Malls, multiplexes, mills and market failures
Published by Ravikiran Rao November 26th, 2003 in EconomicsI had mentioned to Yazad that I would do a post on sweatshops, but I haven’t done so. Instead, I’ve written about Ayodhya and something about mechanisms.
Now I think I will post about malls and multiplexes.
You know we have a lot of them coming up all over Mumbai. All of them are being built on land freed up by closed-down mills and factores. In their place are coming up malls, multiplexes and housing complexes (which I did not include in the title because it did not alliterate)
We capitalists cheer this phenomenon as an example of creative destruction, but the fact remains that the closing down of these mills and factories was tragic for those who worked there. I know, because I saw it first hand in my family.
Mostly, this shift out of Mumbai was inevitable, but I saw second hand how the unions and the government made it worse.
The unions made it worse by going on strike at the drop of a hat, asking for astonishingly exorbitant bonuses, refusing to let the management discipline anyone, squabbling among themselves, often murderously, refusing to let the company lay off anyone, refusing to give permission to close and when they eventually did, asking for unreasonably high compensation.
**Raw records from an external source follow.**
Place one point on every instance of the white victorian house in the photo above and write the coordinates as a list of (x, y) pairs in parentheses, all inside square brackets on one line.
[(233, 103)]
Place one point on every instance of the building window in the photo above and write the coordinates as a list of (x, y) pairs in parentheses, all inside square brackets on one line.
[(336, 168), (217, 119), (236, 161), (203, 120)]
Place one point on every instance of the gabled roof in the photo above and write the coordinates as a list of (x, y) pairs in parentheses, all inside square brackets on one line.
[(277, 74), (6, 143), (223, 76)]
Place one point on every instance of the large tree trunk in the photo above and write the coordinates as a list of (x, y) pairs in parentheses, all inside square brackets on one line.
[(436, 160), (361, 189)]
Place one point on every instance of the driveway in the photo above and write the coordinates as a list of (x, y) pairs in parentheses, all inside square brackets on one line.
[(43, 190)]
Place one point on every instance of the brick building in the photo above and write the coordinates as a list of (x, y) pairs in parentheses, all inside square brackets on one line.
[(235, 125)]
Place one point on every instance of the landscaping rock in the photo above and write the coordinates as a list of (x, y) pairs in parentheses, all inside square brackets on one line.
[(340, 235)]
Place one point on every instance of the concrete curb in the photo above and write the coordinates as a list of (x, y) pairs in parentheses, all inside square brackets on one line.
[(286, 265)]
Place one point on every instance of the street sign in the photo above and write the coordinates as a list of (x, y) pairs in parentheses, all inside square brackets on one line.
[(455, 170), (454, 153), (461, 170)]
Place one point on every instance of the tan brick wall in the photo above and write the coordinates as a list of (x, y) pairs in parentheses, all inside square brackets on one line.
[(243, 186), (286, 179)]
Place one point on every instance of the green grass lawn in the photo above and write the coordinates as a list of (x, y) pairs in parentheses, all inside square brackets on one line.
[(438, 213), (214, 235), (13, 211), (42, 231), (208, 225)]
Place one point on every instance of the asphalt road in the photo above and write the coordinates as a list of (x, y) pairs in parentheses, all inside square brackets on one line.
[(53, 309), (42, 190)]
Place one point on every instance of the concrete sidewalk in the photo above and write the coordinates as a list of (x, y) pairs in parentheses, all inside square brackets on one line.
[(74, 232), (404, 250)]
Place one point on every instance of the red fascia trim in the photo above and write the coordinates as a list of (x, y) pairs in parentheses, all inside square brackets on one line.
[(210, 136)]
These tactics made companies unprofitable, delayed and often permanently denied workers any compensation and often frustrated the management so much that they simply stripped from the company what they could, abandoned the land, buildings (and of course the workers) to their fate and made what fresh start they could outside Mumbai.
The government played along with the unions and labour laws being what they were, they essentially turned over Mumbai’s industry to the unions. They refused to let the management sell off mill land, citing workers interests, but in the process delayed the sell-off so much that the workers actually got too little, too late.
If the market mechanism had ever failed so badly, we would never hear the end of it, but how many people talk of the failure of the government protection system for workers? How many people talk of the failure of the union system?
More importantly, why did these failures occur?
Simply because both union leaders and government officials are human beings like you and me.
Update:
Not again! Who keeps publishing all my drafts? Anyway, to be continued…
I think it was Friedman who said that the market does not have a press agent, unlike the Government or even the Unions.